Community pharmacists are asked to report in accordance with UK ADR guidelines, ie, all suspected reactions to new ("black triangle") drugs and serious or unusual suspected reactions to established drugs. However, they are being asked by the MCA and CSM to focus their reporting particularly in those areas in which they have specialist expertise and where there is limited reporting by doctors - OTC medicines and herbal medicinal products. "We consider that you are uniquely placed to report on suspected adverse reactions to over the counter (P and GSL) medicines and herbal products, both licensed and unlicensed," Professor Breckenridge and Dr Raine say in their letter to pharmacists.

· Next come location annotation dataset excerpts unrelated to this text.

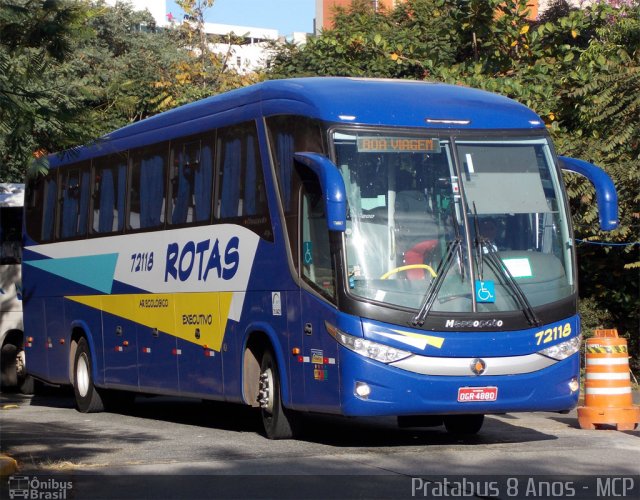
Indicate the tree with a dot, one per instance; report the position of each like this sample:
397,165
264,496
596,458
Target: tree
579,69
37,103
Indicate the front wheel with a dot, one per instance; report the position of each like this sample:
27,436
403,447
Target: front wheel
464,425
278,422
88,399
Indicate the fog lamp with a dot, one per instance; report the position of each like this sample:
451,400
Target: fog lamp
363,390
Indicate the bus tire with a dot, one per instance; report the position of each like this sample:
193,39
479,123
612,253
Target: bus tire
463,425
88,400
9,366
277,421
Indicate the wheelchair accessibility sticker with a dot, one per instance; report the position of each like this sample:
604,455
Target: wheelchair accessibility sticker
485,292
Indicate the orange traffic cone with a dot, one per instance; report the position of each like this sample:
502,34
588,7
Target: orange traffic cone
607,391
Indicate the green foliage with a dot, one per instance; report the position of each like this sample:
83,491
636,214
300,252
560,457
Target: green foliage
579,69
37,102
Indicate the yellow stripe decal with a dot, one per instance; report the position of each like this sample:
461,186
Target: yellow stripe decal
200,318
430,339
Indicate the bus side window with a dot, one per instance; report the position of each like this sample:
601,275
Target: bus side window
317,265
109,188
50,205
191,182
74,201
241,188
147,192
34,204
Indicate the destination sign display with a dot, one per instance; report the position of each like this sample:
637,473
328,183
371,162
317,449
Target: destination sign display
394,144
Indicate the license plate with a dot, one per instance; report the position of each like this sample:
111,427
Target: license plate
477,394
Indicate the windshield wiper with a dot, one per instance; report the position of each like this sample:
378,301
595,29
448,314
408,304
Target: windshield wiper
501,270
436,284
454,248
485,246
478,242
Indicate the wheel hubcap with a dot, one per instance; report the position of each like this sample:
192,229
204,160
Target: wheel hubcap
82,376
264,395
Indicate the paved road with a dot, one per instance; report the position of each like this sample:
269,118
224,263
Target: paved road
173,448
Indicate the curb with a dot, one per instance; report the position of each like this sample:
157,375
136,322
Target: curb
7,466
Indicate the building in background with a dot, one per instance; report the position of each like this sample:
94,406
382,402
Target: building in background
325,9
247,53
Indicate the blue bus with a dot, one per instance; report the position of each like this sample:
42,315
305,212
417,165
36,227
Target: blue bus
12,359
334,245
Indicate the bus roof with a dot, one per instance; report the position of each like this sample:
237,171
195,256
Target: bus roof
398,103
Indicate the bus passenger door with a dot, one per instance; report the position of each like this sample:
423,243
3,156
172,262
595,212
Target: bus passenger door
320,350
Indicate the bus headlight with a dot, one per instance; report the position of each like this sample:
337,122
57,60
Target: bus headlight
367,348
563,350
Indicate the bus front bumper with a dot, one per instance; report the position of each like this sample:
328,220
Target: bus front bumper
371,388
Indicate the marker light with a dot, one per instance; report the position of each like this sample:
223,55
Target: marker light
563,350
362,390
367,348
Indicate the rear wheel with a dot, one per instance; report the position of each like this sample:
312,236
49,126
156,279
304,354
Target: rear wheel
464,425
278,422
88,399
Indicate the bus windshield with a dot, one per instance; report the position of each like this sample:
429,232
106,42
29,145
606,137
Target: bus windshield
478,224
11,200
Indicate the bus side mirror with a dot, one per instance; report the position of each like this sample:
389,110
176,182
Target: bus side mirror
605,190
333,190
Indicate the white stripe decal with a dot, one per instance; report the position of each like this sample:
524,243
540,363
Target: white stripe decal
608,376
607,361
610,391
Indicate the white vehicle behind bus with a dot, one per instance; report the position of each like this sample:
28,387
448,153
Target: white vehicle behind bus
13,373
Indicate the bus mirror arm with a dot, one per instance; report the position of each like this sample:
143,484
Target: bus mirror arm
332,184
605,190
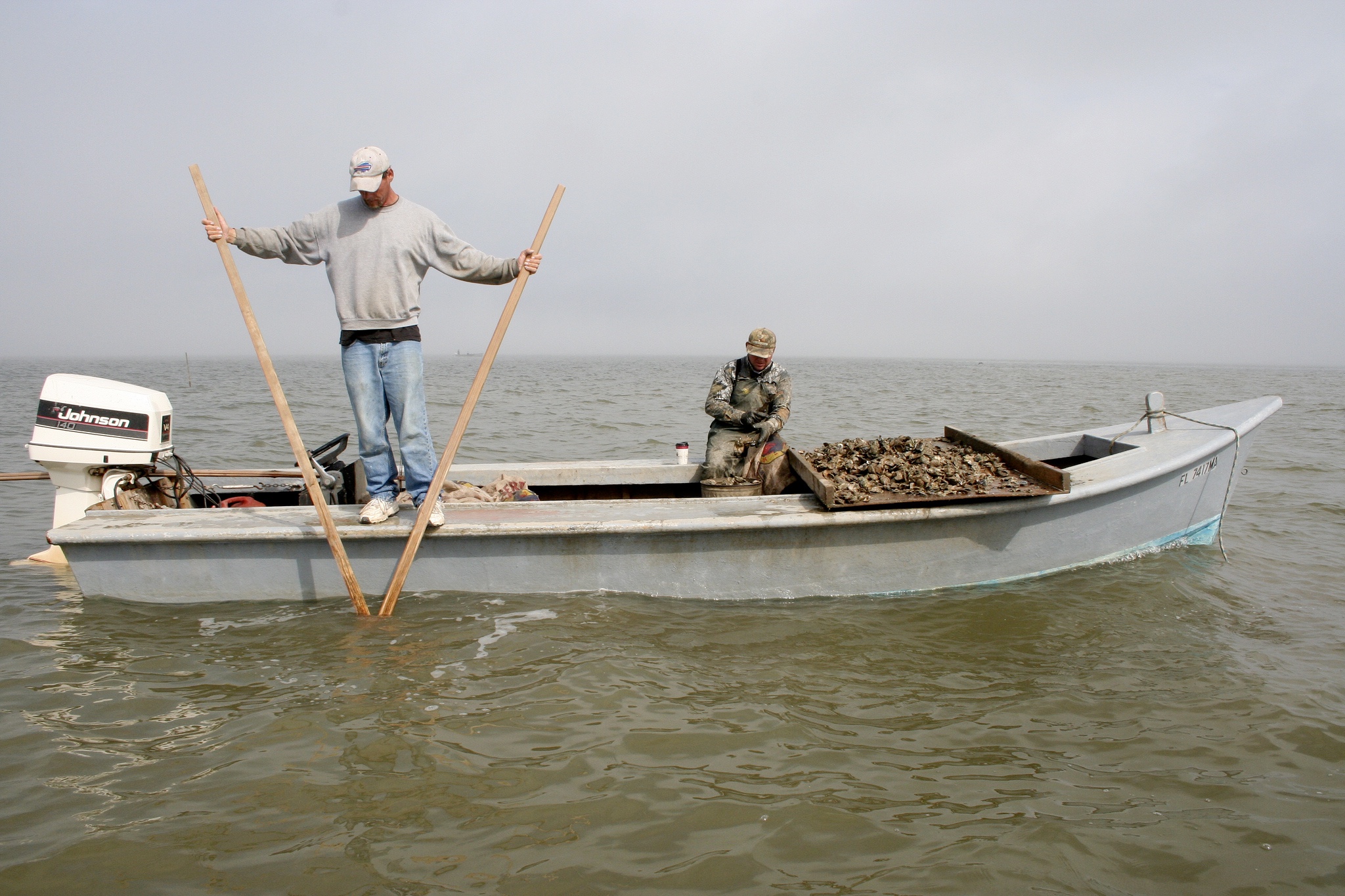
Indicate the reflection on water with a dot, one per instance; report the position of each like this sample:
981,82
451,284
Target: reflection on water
1164,726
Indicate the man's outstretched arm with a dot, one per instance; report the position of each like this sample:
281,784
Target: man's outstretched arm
294,245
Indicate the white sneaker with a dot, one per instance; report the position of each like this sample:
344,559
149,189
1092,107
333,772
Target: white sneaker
436,515
378,509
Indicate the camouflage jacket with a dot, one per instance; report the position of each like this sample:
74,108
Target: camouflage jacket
739,390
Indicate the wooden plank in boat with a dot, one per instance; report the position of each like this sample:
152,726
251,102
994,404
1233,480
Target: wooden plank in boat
1044,479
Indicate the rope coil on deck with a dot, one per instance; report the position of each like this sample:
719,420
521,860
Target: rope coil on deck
1238,448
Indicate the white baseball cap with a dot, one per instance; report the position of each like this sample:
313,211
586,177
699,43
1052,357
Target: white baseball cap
366,168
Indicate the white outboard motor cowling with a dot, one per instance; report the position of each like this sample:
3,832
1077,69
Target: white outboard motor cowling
91,429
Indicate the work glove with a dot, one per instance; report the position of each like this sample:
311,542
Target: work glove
767,429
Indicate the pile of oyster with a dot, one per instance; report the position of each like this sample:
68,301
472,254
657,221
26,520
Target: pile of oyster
911,467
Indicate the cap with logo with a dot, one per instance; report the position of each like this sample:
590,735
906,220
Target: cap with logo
366,168
762,343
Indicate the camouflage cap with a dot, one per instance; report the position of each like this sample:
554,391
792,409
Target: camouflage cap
762,343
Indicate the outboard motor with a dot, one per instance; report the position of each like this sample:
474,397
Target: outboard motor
91,435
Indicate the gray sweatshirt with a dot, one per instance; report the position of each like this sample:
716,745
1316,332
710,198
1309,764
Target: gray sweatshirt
377,257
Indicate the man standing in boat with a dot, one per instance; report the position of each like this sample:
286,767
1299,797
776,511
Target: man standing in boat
377,250
749,400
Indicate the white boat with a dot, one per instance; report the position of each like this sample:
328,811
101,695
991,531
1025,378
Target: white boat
630,527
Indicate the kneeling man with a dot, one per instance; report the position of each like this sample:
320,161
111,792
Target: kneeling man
749,400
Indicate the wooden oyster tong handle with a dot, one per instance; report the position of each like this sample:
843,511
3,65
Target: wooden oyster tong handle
404,565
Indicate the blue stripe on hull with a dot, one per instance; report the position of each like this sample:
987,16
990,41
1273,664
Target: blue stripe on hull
1200,534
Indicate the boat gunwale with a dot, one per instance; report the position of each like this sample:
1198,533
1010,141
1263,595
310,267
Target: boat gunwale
808,512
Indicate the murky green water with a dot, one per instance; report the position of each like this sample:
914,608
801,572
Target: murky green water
1164,726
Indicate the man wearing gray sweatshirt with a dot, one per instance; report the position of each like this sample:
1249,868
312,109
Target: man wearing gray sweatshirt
377,250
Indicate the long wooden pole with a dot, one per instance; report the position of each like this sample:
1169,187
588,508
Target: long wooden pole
315,492
404,565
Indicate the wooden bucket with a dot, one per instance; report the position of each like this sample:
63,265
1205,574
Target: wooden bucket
731,490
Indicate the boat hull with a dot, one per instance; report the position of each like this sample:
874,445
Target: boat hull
716,548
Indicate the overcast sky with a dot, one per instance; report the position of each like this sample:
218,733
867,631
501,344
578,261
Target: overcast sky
1155,182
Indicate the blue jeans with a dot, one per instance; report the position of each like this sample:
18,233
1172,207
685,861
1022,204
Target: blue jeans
386,382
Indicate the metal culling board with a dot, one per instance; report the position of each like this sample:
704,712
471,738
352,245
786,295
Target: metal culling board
1043,479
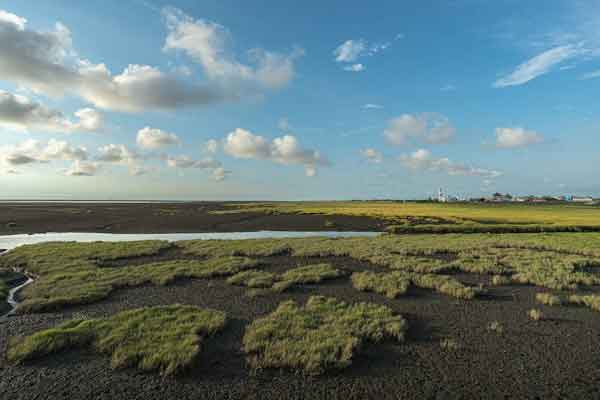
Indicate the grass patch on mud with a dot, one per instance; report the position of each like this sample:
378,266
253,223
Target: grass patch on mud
414,217
166,339
72,273
324,334
394,284
81,273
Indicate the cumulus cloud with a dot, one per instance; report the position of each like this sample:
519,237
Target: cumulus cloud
46,62
371,106
539,65
187,162
211,146
509,138
422,159
355,68
152,138
117,154
283,150
372,155
353,49
220,174
206,43
21,113
427,127
32,151
82,168
350,50
591,75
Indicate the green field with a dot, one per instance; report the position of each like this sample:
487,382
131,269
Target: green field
442,217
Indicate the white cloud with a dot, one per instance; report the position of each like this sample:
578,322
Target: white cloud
117,154
284,125
152,138
283,150
355,68
508,138
82,168
220,174
428,127
46,62
353,49
243,144
422,159
372,155
539,65
591,75
350,50
206,43
21,113
211,146
32,151
187,162
12,19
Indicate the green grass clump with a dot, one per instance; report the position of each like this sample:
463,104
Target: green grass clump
393,284
167,339
495,326
306,275
324,334
548,299
253,279
500,280
311,274
87,283
535,314
592,301
3,291
390,285
445,285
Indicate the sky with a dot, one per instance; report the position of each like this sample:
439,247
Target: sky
287,100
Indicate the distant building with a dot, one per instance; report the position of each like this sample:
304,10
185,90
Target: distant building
582,199
442,198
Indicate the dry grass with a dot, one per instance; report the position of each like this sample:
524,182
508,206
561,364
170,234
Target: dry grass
390,285
167,339
253,279
495,326
323,334
548,299
591,301
535,315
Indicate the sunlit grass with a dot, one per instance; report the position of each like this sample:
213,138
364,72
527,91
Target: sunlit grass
167,339
324,334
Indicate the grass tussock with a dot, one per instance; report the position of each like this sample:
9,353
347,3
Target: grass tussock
86,283
495,326
391,285
395,283
548,299
535,315
500,280
591,301
324,334
166,339
449,344
253,279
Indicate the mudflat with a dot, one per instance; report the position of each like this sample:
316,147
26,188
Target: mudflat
164,218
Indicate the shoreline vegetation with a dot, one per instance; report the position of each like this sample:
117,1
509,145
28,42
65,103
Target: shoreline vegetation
442,218
71,274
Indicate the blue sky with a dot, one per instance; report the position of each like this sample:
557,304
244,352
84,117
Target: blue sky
144,99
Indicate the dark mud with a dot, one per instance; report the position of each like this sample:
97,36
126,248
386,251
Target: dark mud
164,218
550,359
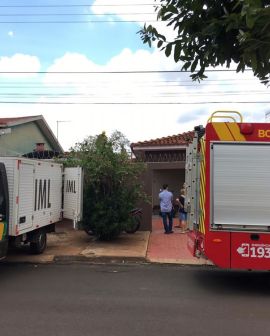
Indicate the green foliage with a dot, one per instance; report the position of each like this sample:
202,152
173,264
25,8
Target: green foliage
212,33
111,184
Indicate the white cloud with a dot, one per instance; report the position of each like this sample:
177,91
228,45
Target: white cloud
170,91
19,63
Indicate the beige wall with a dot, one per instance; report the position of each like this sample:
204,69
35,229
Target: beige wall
22,140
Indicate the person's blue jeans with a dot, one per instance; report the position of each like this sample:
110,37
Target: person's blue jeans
167,219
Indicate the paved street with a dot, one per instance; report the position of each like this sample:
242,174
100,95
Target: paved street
81,299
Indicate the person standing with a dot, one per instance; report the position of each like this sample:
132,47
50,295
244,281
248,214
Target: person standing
166,199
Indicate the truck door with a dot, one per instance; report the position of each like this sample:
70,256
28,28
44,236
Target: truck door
25,196
73,194
4,211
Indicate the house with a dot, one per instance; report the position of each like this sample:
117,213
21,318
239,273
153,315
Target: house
165,159
28,136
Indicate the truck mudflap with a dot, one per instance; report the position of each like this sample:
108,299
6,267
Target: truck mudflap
194,243
3,248
250,251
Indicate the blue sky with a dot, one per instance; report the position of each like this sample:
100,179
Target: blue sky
142,105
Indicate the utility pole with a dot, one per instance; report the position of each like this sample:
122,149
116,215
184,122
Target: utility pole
57,123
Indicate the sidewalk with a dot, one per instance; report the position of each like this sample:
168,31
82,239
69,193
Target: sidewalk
69,245
169,248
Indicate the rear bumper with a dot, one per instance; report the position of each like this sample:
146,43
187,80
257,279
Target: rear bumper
3,248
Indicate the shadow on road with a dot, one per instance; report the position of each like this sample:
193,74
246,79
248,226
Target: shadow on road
234,282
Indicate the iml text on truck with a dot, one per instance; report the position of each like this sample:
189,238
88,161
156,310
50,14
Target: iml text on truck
34,195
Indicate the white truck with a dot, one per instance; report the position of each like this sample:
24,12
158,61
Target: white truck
34,195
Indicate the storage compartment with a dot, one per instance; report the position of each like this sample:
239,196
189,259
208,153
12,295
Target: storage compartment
240,183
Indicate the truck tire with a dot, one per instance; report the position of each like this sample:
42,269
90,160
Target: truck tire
39,242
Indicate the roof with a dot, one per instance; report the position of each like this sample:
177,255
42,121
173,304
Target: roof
40,121
182,139
16,121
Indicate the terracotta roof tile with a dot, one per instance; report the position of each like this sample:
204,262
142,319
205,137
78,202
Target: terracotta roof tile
173,140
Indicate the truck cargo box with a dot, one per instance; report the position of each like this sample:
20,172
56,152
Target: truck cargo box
38,190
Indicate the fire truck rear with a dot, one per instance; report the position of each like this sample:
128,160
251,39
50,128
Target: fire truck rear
228,192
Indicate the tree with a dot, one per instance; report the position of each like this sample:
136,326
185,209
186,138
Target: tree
212,33
111,183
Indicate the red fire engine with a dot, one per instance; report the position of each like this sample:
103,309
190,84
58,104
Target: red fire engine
228,192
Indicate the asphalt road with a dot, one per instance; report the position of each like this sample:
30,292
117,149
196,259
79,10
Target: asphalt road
79,299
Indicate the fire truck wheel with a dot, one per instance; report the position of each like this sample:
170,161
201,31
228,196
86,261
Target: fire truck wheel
39,242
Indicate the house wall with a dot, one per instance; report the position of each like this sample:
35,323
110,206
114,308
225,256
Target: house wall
22,140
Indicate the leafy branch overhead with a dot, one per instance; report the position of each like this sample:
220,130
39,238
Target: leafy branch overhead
212,33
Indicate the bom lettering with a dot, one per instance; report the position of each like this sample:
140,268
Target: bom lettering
264,133
71,186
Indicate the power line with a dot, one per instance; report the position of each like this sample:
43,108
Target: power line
75,14
87,21
79,5
113,72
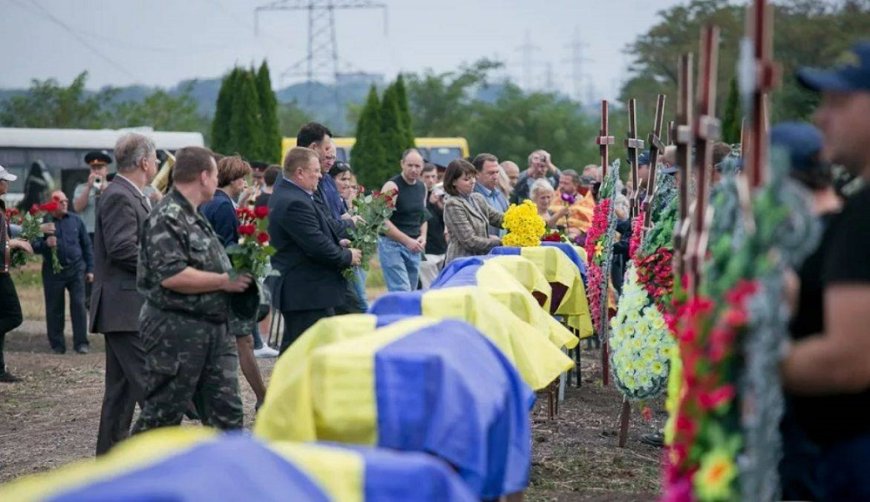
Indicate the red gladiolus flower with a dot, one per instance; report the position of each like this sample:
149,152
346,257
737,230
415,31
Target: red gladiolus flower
736,318
686,425
647,413
716,398
49,207
247,229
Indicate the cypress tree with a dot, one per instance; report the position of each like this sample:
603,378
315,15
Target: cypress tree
392,134
245,130
732,118
220,126
367,157
271,145
404,111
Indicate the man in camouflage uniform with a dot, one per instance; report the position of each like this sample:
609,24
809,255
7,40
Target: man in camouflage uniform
183,273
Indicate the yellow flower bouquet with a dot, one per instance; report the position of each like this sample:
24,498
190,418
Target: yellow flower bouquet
525,227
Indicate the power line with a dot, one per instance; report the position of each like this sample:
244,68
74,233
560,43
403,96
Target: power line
51,17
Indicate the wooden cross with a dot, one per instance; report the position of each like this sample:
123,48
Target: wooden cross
633,145
760,74
603,141
706,133
655,148
683,137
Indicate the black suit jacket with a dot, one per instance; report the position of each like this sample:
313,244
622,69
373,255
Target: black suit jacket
308,255
115,302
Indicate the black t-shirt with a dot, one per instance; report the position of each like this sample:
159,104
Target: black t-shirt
809,317
410,210
833,418
262,200
435,241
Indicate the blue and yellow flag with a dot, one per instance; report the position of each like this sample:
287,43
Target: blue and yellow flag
563,266
192,463
536,358
495,279
415,385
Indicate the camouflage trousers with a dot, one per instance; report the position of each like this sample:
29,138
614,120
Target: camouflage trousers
188,360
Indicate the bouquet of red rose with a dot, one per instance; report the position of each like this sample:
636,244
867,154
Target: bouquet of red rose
374,209
251,254
30,229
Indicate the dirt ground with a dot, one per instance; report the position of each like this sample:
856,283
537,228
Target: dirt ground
51,418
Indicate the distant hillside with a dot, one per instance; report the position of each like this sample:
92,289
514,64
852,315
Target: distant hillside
317,100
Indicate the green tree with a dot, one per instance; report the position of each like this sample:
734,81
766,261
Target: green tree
441,103
271,146
404,112
368,156
526,122
49,104
162,111
732,118
393,137
220,126
291,118
245,131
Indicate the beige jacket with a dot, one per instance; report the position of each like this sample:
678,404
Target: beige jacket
466,220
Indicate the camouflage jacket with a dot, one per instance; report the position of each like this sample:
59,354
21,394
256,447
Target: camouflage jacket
175,236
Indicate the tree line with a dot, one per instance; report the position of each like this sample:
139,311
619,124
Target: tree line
495,116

Speaking at the launch meeting, Dr Raine said that reporting on OTCs and complementary medicines "will fill a significant gap that we have had up to now". But pharmacists were not only to report on such products. "We expect reporting over the whole range of medicines," she said.
She emphasised that the pilot study had shown that community pharmacists' reports were "just as good" as those from GPs.
Training programmes to help pharmacists in the identification and reporting of ADRs will be available. In England, the Centre for Pharmacy Postgraduate Education is organising workshops, starting this week, and it also has a distance learning pack on ADRs. Details of courses are included in the pack sent out with The Journal. The distance learning pack will also be available to pharmacists in Wales, Scotland and Northern Ireland. Pharmacy postgraduate education centres in Scotland and Northern Ireland are also organising training. In Wales, where training was held in 1997 for the pilot study, no new courses are planned at present.